The History of Cigarettes and Tobacco
Smoking and pleasure are often words that are associated with each other, being that the cigarette gives the smoker a relaxing, settling pleasure. For the smoker, the cigarette gives their adrenaline the initial kick-start for the day. Or it can be what calms them down during the day.
The popularity of smoking tobacco for pleasure is credited to Sir Walter Raleigh. Many would follow his lead in the colonial industry and the Spanish would pick up a cigar, the French would dip snuff and the English their pipes, all to enjoy the pleasure that tobacco gave them.
Some will say that the Dark Ages continued as the Colonialism had an impact on slave trade. Today though, it is credited with twisting the perception of globalism. While England would be quick to accept the habit of smoking as a joyful one, it meant that the supply of tobacco would need to be fulfilled, much like their love of tea. As such, England would get their teams from China or India and from America, their tobacco.

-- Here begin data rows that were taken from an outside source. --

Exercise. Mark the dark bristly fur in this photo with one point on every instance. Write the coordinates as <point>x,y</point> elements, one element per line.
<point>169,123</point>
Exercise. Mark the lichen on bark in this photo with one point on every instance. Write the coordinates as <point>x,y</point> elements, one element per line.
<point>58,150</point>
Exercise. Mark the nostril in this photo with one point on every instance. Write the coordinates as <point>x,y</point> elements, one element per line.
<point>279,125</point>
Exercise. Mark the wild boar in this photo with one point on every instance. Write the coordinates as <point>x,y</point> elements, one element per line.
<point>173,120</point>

In 1613, the first person to successful cultivate Nicotiana tobacco was John Rolfe, who would then ship it over to the United Kingdom. As tobacco’s popularity spread through American and Europe, it made its way to Africa and other parts of the world. The Japanese would take to tobacco quickly and silver pipes were given to the Samurai knights to smoke while their incense trays would become what we call the ashtray.
In Spain, there was dramatic changes with smoking practices. As we mentioned here before, hand-rolled cigars were a favorite among the Spanish. Their tobacco industry would thrive on their love, and that love for others around the world, for the rolled-up tobacco product. As the demand for this productbe came high, so did the prices.

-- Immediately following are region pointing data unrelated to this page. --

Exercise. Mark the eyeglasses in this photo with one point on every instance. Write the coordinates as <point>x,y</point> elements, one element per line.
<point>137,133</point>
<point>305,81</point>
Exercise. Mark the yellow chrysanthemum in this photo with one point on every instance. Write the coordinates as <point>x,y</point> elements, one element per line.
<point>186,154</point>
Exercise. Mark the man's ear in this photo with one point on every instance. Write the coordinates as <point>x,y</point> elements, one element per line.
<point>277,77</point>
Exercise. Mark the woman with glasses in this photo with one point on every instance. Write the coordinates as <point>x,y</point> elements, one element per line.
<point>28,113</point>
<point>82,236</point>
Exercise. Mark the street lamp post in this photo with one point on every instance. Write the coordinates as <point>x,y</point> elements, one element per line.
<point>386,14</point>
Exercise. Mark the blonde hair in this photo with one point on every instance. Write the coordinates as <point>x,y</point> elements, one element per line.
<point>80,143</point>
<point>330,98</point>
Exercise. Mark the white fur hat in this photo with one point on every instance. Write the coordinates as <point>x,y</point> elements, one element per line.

As a result, the poor single women would take to creating smaller versions of the then cigar and create the first cigarette. Before long, the French would change the name the Spanish had given this product from ‘cigarito’ to ‘cigarette’ ad begin manufacturing them by 1830.
Later, seeing the need to mass produce this product, a patent would be issued to James Bonsack and his machine that produced 200 cigarettes per minute. This machine would eliminate the need to pay workers to roll the tobacco, making them more uniformed.

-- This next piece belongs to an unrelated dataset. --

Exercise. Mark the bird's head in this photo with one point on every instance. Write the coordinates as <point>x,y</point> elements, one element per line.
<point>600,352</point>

Manufacturing wasn’t the only change in tobacco’s history around this time though. Adding to the history of smoking tobacco in America, advertising would come into play. And from there, with advertising doing what it was meant to do, cigarettes became even more popular and the demand increase and the conveyor system was added to the machine that rolled the cigarettes for mass production.
Women would take up smoking, seeing it as a sign of ‘torches of freedom’ that empowered the social roles that were bestowed upon them. But as with any “good” thing, there must be some dark cloud brought to light with smoking too, and thus lung cancer was correlated with smoking by doctors.
Prior to that though, they had already linked tobacco smoking with lip cancer, and by the 20’s when the first reports from studies would begin to appear, a war of sorts would begin between advertising tobacco and the world of medical science.